AJP - Heart and Circulatory Physiology, Vol 253, Issue 6 1477-H1483, Copyright © 1987 by American Physiological Society
Prostacyclin reduces "preload" in conscious dogs via a vagal reflex mechanism
D. M. Nganele and T. H. Hintze
Department of Physiology, New York Medical College, Valhalla 10595.

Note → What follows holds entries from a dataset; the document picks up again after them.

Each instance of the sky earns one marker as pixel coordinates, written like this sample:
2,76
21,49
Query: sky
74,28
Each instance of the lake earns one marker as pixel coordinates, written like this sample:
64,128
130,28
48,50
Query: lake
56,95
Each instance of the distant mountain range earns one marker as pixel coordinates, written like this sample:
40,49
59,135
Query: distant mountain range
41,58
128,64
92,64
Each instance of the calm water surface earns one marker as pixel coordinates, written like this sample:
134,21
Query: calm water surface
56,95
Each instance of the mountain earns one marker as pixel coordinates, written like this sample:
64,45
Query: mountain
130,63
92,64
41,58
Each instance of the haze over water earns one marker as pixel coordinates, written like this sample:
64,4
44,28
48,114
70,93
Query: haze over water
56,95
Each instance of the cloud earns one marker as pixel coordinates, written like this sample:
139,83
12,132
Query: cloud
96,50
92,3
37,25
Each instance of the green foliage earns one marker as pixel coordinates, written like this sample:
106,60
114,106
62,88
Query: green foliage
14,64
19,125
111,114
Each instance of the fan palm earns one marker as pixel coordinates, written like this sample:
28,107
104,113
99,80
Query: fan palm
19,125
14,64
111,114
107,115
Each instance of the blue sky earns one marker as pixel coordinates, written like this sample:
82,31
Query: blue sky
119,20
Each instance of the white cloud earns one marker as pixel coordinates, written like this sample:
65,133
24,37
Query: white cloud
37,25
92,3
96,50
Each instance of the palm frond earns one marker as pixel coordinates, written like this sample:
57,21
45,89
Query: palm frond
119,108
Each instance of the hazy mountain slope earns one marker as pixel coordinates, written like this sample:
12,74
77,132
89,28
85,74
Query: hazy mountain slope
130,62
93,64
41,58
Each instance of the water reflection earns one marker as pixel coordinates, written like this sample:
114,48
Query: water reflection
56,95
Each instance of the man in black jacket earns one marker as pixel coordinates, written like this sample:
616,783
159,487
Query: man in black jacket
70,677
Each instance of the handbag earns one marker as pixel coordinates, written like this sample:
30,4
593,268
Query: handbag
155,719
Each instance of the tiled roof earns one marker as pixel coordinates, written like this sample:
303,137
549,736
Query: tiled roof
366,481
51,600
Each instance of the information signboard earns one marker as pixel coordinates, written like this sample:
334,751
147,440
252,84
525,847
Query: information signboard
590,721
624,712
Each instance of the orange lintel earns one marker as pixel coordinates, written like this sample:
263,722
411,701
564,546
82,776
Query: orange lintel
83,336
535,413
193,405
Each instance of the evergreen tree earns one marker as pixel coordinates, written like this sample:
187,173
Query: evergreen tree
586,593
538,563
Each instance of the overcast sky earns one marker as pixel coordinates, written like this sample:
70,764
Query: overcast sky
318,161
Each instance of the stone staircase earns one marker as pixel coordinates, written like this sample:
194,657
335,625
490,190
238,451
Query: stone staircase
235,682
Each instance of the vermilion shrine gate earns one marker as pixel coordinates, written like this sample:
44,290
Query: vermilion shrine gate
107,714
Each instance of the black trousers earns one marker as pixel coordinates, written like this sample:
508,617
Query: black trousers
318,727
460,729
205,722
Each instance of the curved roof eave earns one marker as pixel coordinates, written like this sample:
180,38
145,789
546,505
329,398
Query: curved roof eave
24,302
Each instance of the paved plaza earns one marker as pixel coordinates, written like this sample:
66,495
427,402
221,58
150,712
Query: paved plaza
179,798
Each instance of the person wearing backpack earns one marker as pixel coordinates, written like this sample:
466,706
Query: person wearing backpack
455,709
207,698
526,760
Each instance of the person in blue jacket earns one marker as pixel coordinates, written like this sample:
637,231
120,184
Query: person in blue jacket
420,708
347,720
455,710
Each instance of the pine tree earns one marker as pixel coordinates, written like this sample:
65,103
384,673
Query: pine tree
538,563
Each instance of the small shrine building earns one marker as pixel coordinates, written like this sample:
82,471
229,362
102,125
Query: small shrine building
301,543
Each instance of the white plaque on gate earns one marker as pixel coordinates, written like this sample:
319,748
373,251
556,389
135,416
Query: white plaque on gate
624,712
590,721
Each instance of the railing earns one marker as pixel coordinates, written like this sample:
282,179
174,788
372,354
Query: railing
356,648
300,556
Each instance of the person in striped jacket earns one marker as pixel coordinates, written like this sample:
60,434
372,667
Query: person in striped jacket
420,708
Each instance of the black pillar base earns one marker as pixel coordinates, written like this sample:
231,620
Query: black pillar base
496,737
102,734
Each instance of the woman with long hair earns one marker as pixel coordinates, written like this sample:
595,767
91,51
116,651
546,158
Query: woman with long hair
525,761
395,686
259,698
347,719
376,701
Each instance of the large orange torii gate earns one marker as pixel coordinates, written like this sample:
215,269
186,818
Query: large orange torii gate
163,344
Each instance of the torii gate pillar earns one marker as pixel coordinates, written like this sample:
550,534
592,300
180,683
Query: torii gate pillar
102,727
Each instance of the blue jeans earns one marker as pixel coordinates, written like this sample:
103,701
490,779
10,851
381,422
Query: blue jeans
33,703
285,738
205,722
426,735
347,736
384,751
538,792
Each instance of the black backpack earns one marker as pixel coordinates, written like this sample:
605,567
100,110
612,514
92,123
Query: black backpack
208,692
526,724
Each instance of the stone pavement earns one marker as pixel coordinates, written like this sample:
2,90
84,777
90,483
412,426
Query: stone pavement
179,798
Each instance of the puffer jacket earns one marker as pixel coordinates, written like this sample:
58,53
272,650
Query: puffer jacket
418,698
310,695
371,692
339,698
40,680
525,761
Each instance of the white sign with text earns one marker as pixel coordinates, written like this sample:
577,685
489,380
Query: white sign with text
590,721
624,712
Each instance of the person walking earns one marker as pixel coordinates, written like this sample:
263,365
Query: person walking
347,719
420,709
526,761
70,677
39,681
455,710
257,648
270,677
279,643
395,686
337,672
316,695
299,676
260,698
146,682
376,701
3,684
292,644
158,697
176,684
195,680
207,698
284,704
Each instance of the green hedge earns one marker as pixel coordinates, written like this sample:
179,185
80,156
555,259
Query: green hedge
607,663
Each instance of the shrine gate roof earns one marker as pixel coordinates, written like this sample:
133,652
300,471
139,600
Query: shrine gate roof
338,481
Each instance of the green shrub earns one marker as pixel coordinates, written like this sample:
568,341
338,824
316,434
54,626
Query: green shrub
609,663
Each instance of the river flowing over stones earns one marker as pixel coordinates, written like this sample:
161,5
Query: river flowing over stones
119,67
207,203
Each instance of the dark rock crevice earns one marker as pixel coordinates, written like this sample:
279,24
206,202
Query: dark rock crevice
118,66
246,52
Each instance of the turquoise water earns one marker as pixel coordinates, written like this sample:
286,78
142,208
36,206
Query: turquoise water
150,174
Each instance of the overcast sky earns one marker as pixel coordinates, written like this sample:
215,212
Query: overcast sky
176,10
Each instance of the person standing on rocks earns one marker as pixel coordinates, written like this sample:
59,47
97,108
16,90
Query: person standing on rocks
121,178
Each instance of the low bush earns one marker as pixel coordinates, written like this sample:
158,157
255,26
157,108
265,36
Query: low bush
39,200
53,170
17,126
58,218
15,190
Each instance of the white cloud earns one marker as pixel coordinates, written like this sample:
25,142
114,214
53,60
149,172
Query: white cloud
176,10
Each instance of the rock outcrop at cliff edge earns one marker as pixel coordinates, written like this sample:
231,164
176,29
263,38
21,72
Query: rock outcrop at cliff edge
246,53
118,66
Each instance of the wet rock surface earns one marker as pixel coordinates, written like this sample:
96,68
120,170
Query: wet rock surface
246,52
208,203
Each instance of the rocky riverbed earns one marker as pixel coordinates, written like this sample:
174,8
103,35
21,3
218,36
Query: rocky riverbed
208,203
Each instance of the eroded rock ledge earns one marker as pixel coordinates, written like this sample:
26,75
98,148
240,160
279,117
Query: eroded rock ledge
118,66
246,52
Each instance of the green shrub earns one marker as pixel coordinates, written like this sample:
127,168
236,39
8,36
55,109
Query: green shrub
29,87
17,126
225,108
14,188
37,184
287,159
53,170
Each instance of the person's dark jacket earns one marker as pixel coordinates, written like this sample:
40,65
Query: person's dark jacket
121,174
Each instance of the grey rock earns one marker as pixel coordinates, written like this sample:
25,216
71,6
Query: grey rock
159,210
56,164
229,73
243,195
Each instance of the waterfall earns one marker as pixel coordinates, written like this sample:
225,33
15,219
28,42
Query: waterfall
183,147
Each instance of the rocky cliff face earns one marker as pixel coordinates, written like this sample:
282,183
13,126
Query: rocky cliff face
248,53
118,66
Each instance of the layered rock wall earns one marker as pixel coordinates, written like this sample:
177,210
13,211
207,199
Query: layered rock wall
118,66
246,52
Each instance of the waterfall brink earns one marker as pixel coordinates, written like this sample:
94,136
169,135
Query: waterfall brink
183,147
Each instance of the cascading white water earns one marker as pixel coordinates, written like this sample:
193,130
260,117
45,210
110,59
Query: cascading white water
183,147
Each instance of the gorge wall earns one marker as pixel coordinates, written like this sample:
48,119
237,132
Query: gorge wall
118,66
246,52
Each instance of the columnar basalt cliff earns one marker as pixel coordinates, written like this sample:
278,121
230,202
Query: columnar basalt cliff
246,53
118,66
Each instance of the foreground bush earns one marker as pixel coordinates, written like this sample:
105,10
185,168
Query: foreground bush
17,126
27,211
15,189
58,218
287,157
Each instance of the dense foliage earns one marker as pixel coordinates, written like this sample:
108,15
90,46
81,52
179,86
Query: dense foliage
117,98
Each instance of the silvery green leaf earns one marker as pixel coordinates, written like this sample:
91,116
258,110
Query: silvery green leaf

The purpose of this study was to determine the effects of prostacyclin on
left ventricular (LV) preload in conscious dogs. LV end-diastolic diameter
(LV EDD) was used as an index of preload. Because prostacyclin reduces
arterial pressure, data were sampled when mean arterial pressure, heart
rate, and first derivative of LV pressure (dP/dt) had returned to control
levels. There was no dose-response relationship in the preload reduction to
prostacyclin, the threshold dose being 0.1 microgram/kg. Intravenous
prostacyclin (2.0 micrograms/kg) reduced LV EDD 2.9 +/- 0.5% from 36 +/-
2.2 mm, (P less than 0.01). With heart rate held constant (146 +/- 2.5
beats/min) by electrical pacing, prostacyclin still reduced LV EDD by 4.0
+/- 1.0% from 32 +/- 2.5 mm (P less than 0.05). Intravenous administration
of arachidonic acid (500 micrograms/kg) gave similar results. The magnitude
of the preload response to prostacyclin was similar to that of
nitroglycerin (25 micrograms/kg). Prazosin (1 mg/kg) or bilateral cervical
vagal section completely abolished the preload response to prostacyclin but
not to nitroglycerin. We, therefore, propose a mechanism where prostacyclin
activates cardiopulmonary receptors with vagal afferents that results in a
withdrawal of peripheral sympathetic tone to capacitance vessels to reduce
preload, in contrast to nitroglycerin, whose mechanism of action is most
probably a direct effect on capacitance vessels.